Montaigne spoke about finding happiness by engaging in simple and ordinary day to day activities that we find meaningful. “I would always have a man to be doing, and, as much as in him lies, to extend and spin out the offices of life; and then let death take me planting my cabbages, indifferent to him, and still less of my garden's not being finished.” Joy can be found in the most mundane activities, if that activity is something we consider to hold intrinsic value. When we fill our days with ordinary but edifying tasks, however simple they may be, we slowly build up a life replete with meaning, culminating in a life well spend and a death we can approach with no regrets. No activity is wasted if it has personal value.

Finally, glancing back to Ivan, we learn that he lived life disconnected with the idea that he would most assuredly die. Death was always something abstract to him; something that happened to other people whom he read about in the paper while he, himself, enjoyed good health and vitality. As his health deteriorated enough that he began to recognize he was in fact mortal, even then he could not become truly personal with death. He rigourously tried to ignore it's reality until the pains of his dying overwhelmed him so that his temporality became a part of his every thought. It was at this point that he turned in death's direction and despised it vehemently. He wrestled with it's far reaching span, refusing to find peace in it's approach.

“...'Tis the condition of your creation; death is a part of you, and while you endeavor to evade it, you evade yourself.” (Montaigne). As Ivan went about mindlessly ignoring his own mortality, his life lost all meaning, for it is only under the canopy of recognizing our existence as fleeting, that the moments within that existence become valuable.

“The utility of living consists not in the length of days, but in the use of time; a man may have lived long, and yet lived but a little. Make use of time while it is present with you. It depends upon your will, and not upon the number of days, to have a sufficient length of life. Is it possible you can imagine never to arrive at the place toward which you are continually going?” (Montaigne). It would appear that Ivan lived a relatively long life, yet lived only a little. Others could have lived a fraction of Ivan's existence and yet lived more fully and mindfully. In an existence of dissatisfaction and irritation, he whittled away each year he had, ending with a slap of reality that though he had ignored his ultimate demise, it had methodically approached closer everyday since his first breath. Ivan spent his life avoiding and then fearing death, while according to Montaigne, a life of meaning is one that looks at death, becomes familiar with it's reality, and then transcends it's fears.

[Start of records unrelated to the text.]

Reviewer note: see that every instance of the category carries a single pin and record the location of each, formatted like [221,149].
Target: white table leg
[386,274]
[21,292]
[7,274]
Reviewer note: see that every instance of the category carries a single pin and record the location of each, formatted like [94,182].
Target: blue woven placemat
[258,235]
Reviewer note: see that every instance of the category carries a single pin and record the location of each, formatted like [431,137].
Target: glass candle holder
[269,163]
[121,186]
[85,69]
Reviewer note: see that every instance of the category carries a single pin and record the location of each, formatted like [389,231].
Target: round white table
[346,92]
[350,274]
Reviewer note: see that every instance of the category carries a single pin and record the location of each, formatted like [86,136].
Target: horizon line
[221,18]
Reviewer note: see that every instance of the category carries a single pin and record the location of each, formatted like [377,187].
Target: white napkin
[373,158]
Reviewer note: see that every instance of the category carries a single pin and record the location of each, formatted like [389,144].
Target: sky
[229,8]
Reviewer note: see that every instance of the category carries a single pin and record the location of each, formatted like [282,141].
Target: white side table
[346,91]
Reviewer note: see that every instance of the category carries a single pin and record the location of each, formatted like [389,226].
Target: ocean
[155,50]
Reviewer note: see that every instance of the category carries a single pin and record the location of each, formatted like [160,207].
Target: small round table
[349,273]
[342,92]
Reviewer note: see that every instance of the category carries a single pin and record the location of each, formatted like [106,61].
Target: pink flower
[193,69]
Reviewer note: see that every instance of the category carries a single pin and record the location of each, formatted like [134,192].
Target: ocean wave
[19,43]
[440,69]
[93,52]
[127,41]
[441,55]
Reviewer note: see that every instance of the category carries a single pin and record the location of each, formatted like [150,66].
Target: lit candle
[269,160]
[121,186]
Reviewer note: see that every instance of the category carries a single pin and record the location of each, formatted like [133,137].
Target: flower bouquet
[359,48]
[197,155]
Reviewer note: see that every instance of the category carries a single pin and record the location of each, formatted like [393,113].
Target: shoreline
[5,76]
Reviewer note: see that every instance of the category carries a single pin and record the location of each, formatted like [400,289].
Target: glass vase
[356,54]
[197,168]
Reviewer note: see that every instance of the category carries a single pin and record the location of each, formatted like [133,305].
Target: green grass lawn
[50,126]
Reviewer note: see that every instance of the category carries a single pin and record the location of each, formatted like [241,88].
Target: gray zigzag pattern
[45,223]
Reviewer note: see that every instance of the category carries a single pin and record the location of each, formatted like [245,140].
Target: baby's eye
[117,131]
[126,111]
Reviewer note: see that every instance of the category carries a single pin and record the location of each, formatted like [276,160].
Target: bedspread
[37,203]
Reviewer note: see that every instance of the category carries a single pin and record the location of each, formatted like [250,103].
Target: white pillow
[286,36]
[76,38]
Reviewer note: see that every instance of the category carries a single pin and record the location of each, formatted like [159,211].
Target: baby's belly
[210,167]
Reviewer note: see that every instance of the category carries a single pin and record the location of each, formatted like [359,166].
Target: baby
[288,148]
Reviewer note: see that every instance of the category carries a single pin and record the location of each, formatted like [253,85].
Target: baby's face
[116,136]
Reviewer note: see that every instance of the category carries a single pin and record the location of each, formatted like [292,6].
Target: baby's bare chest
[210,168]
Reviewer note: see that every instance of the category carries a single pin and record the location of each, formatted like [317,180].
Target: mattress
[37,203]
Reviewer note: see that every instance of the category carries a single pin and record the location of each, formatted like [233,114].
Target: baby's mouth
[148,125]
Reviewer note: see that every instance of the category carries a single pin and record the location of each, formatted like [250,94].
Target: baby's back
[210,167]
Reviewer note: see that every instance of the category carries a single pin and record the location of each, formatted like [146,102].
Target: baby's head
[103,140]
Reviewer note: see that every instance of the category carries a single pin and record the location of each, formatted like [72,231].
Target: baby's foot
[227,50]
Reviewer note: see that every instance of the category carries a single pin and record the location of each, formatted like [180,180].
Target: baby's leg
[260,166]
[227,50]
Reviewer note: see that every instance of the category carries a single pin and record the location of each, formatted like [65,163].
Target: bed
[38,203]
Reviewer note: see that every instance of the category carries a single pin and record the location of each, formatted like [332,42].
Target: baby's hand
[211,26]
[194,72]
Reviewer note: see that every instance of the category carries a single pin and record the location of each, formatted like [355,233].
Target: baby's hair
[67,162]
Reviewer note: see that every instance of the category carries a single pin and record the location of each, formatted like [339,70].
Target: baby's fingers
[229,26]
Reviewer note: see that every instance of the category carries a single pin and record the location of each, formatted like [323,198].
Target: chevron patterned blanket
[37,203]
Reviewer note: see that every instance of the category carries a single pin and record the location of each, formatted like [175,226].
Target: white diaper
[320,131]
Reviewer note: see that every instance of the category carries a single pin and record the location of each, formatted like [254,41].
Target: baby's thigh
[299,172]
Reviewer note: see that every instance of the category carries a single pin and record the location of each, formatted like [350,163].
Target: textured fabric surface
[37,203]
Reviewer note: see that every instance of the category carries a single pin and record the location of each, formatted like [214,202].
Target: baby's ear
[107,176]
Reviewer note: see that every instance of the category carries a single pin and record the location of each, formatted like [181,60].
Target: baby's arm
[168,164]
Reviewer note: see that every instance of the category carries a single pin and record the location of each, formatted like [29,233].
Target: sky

In conclusion, I would argue that is was not because Ivan's life was “simple” and “ordinary” that made it “most terrible”. Montaigne maps out ways to achieve a meaningful life which can be applied to a person in any circumstance, though possibly more easily applied to someone not caught up in complexity but mindfully basking in the mundane. I surmise that what made Ivan's life “most terrible” was his mindlessness and lack of perspective. In his haste to get on with living, and thus his coming closer to death, he set aside the weightier matters of life and replaced them with common distractions. As he stepped nearer his worst fear, one that he wouldn't even consider, he dug in his heels and at that moment, lost his footing. “Life in itself is neither good nor evil; it is the scene of good or evil, as you make it. And if you have lived a day, you have seen all: one day is equal and like to all other days. There is no other light, not other shade; this very sun, this moon, these very stars, this very order and disposition of things, is the same your ancestors enjoyed, and that shall also entertain your posterity.” (Montaigne). True, Ivan's life was simple and ordinary, but the scene he created on the stage of his existence was what caused it to be “most terrible”.